Т.М.: - Если верить логике труда Йохана Хёйзенги ‹‹Homo Ludens››, игра – это основа внутренней формы искусства. По-вашему, насколько важна игровое начало и игровая стихия в современном танце?

И.С.: - Мне кажется, очень важна. Хотя я серьёзный исследователь, но очень люблю игру. Игра – это человеческое свойство, этот феномен условности и есть то, что выделяет нас из всего животного мира. Без этого умения перенести себя в условность игры искусства не существует. В драматическом искусстве – это заданное правило. Театр – это игра. В танце эксплицитно это не названо. Но когда хореограф, или режиссёр танцтеатра это понимает, спектакль так или иначе выигрывает, потому что вступают в силу веками наработанные приёмы театра. Когда я смотрю спектакли современного танца, мне часто не хватает драматургии, режиссуры. Вы тоже задавали вопрос участникам фестиваля, владеют ли они драматической игрой. Но здесь дело не столько в том, чтобы танцовщики владели игрой, сколько в том, чтобы над спектаклем поработал режиссёр и драматург. В подготовку хореографов, к сожалению, пока не включена драматургия и режиссура в нужном объёме. 

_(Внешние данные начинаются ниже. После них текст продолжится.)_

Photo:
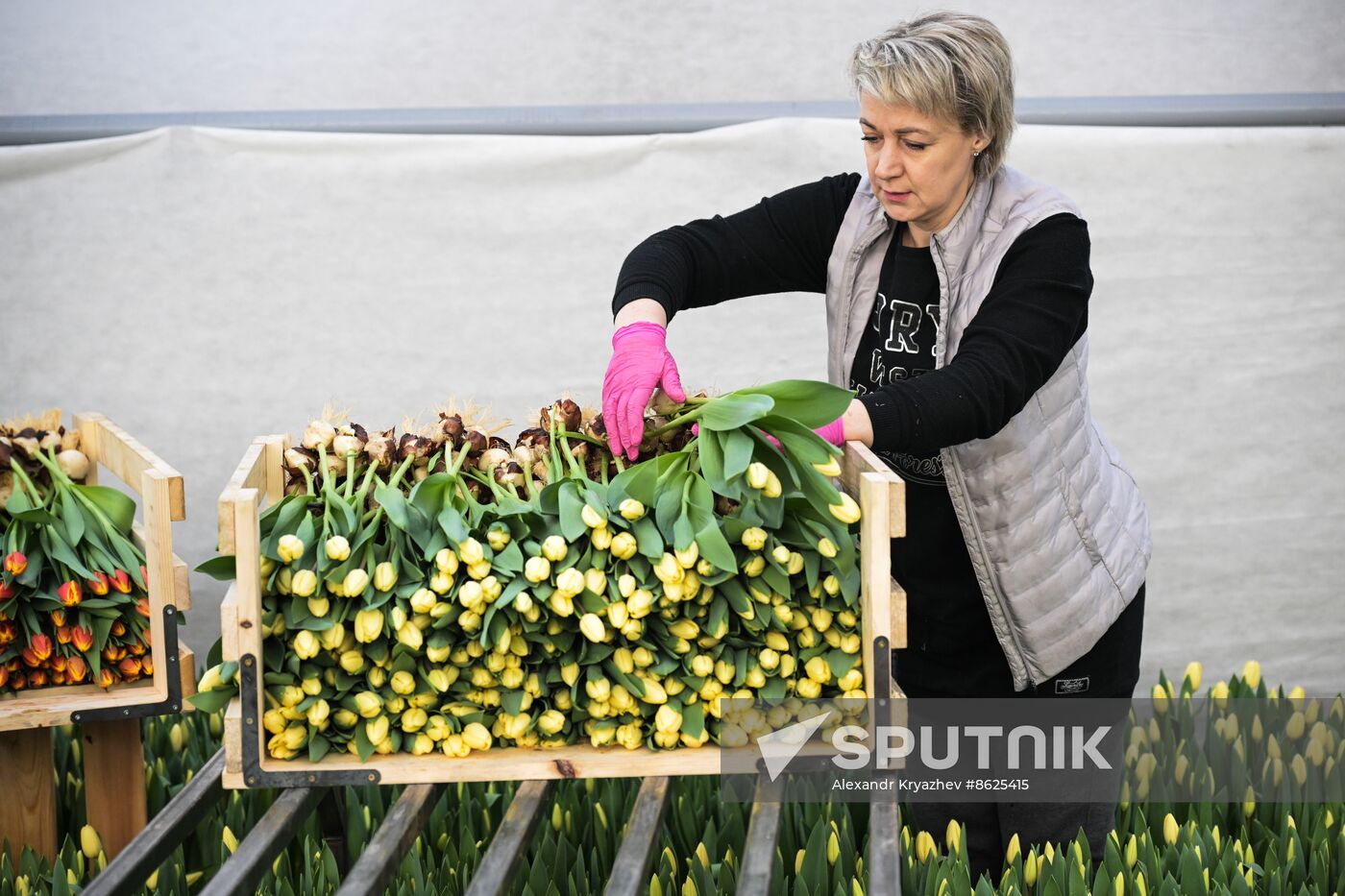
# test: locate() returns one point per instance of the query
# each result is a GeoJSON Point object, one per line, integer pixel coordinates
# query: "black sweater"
{"type": "Point", "coordinates": [1038, 307]}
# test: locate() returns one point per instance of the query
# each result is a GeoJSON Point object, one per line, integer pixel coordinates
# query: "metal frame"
{"type": "Point", "coordinates": [171, 704]}
{"type": "Point", "coordinates": [1271, 109]}
{"type": "Point", "coordinates": [255, 774]}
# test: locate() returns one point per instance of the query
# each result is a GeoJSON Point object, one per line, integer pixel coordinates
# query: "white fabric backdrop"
{"type": "Point", "coordinates": [164, 56]}
{"type": "Point", "coordinates": [204, 285]}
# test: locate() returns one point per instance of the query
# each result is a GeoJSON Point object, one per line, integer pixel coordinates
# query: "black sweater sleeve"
{"type": "Point", "coordinates": [1036, 311]}
{"type": "Point", "coordinates": [782, 244]}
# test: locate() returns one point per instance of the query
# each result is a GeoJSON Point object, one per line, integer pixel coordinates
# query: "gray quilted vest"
{"type": "Point", "coordinates": [1053, 521]}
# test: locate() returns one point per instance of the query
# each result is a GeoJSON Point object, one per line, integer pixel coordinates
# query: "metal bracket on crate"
{"type": "Point", "coordinates": [255, 775]}
{"type": "Point", "coordinates": [171, 704]}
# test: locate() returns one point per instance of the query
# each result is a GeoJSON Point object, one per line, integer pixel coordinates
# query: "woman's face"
{"type": "Point", "coordinates": [920, 168]}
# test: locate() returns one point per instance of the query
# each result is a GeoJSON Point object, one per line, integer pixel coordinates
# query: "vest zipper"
{"type": "Point", "coordinates": [941, 348]}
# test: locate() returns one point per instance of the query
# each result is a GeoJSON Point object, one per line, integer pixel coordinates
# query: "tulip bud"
{"type": "Point", "coordinates": [369, 626]}
{"type": "Point", "coordinates": [753, 539]}
{"type": "Point", "coordinates": [537, 569]}
{"type": "Point", "coordinates": [306, 644]}
{"type": "Point", "coordinates": [410, 635]}
{"type": "Point", "coordinates": [624, 545]}
{"type": "Point", "coordinates": [355, 583]}
{"type": "Point", "coordinates": [446, 561]}
{"type": "Point", "coordinates": [289, 547]}
{"type": "Point", "coordinates": [498, 537]}
{"type": "Point", "coordinates": [844, 510]}
{"type": "Point", "coordinates": [477, 738]}
{"type": "Point", "coordinates": [423, 600]}
{"type": "Point", "coordinates": [385, 576]}
{"type": "Point", "coordinates": [471, 552]}
{"type": "Point", "coordinates": [592, 627]}
{"type": "Point", "coordinates": [592, 519]}
{"type": "Point", "coordinates": [569, 581]}
{"type": "Point", "coordinates": [338, 547]}
{"type": "Point", "coordinates": [668, 718]}
{"type": "Point", "coordinates": [305, 583]}
{"type": "Point", "coordinates": [15, 564]}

Т.М.: - Насколько биомеханика, как разновидность учебного метода, важна для пантомимы и современного танца?

И.С.: - Биомеханика – это техника Мейерхольда. Это был очень популярный термин тех лет, но он пришёл не из театра. Он пришёл из медицины, и потом из производства, как приём организации труда.  Мейерхольд одним из первых стал преподавать сценическое движение в России. Раньше преподавание сценического движения ограничивалось фехтованием и танцем, а он ввёл биомеханику, как дисциплину. Его целью было дисциплинировать актёра, особенно при игре в паре и в группе. Очень много биомеханических упражнений строится на взаимодействии актёров, или взаимодействии нескольких участников в группе. Мейерхольд использовал этот «наукообразный» термин, чтобы сделать свой театр более «научно обоснованным». Но что за этим стояло? Это были тренировки для развития темпоритма и актёрского взаимодействия. У других режиссёров после Мейерхольда были свои тренажи. И нельзя утверждать, что биомеханика лучший тренинг, чем тренинг Гротовского, или Брука (который, кстати, использовал и гурджиевские движения). Но, конечно, в биомеханике много полезного и для актёра, и танцора, или актёра пантомимы.

Т.М.: - Есть ли сегодня в России словарь терминов и понятий физических искусств?

И.С.: - Это хороший вопрос и очень хорошая идея, потому что физический театр заслуживает своего словаря. Это непросто. Ведь что такое термин? Термин - это теория в зародыше. Если есть термин, за ним уже стоит какое-то теоретическое обобщение. Создать теорию физического театра очень непросто, потому что когда мы действуем, мы не говорим. Физический театр невербальный по определению. Мне кажется, это задача настоящих и будущих исследователей танцтеатра. И это будет большой вклад в теорию перформанса в целом, куда относятся и танец, и драма, и пантомима, и многие, многие жанры.